However, Global News recently uncovered that the Canadian Border Services Agency (CBSA) “cancels arrest warrants for failed refugee claimants and other people wanted for removal who it cannot find, even in cases where it is not clear whether a person has left Canada.”

According to Global News, the CBSA often cancels an outstanding warrant for someone who has violated immigration laws after the CBSA loses track of that person’s whereabouts. Furthermore, the CBSA is unable to perfectly track whether someone who has violated immigration law has indeed left the country, as they only have access to information on people who have left by ground routes and not by air.

Former border agent and professor at Mount Royal University Kelly Sundberg says that border agents have been cancelling such warrants for people facing deportation for over a decade, well before the CBSA was created in 2003.

“It’s crazy,” Sundberg said. “There’s no way we should have been doing it this way.”

Sundberg says this was common if the person had not committed a crime while in Canada, with border agents only actively going after those whose whereabouts are known and who have broken some other law.
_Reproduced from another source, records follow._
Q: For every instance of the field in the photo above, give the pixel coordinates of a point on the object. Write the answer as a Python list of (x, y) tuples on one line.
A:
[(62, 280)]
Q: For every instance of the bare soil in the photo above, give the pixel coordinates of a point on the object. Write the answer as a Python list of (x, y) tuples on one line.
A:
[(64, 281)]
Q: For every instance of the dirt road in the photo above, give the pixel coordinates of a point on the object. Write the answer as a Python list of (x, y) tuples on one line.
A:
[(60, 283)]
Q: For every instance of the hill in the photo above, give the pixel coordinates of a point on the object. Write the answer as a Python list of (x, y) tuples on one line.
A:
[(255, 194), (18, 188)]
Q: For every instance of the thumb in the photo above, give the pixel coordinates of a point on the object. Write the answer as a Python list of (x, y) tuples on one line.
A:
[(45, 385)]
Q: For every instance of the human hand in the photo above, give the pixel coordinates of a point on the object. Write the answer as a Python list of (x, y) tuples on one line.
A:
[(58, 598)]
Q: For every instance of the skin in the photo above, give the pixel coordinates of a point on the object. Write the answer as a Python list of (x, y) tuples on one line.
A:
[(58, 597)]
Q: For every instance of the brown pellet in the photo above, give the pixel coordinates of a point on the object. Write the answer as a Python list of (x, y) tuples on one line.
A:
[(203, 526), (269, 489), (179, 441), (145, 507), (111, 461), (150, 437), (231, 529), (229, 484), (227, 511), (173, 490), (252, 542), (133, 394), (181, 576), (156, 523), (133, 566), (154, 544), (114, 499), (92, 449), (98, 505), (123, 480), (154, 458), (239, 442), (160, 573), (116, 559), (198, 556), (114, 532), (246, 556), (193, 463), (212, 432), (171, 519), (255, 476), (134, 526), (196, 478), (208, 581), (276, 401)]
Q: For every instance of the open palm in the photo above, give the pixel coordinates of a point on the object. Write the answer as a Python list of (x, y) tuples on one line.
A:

According to Global News, the CBSA considers how long “someone has been wanted in Canada without being detected, plus the age of the wanted individual.” If a person has evaded detection for over 10 years and have not committed any other crime, it’s normal for their warrant to be cancelled.

“In limited circumstances, an immigration warrant may be cancelled even if it cannot be confirmed that an individual has left Canada,” said CBSA spokesperson Rebecca Purdy.

“CBSA officers must exercise due diligence in exhausting all leads to locate an individual before a warrant can be cancelled.”

Since this revelation, Andrew Scheer and the Conservatives have came out strongly against the practice, saying that, if elected, they will put a stop to the cancellation of outstanding warrants.

“We believe that when someone has been ordered deported, that should be carried out,” Scheer stated Friday.

“Cancelling warrants for those ordered deported is unacceptable and a Conservative government will fix this broken process,” added Conservative Party spokesperson Simon Jefferies.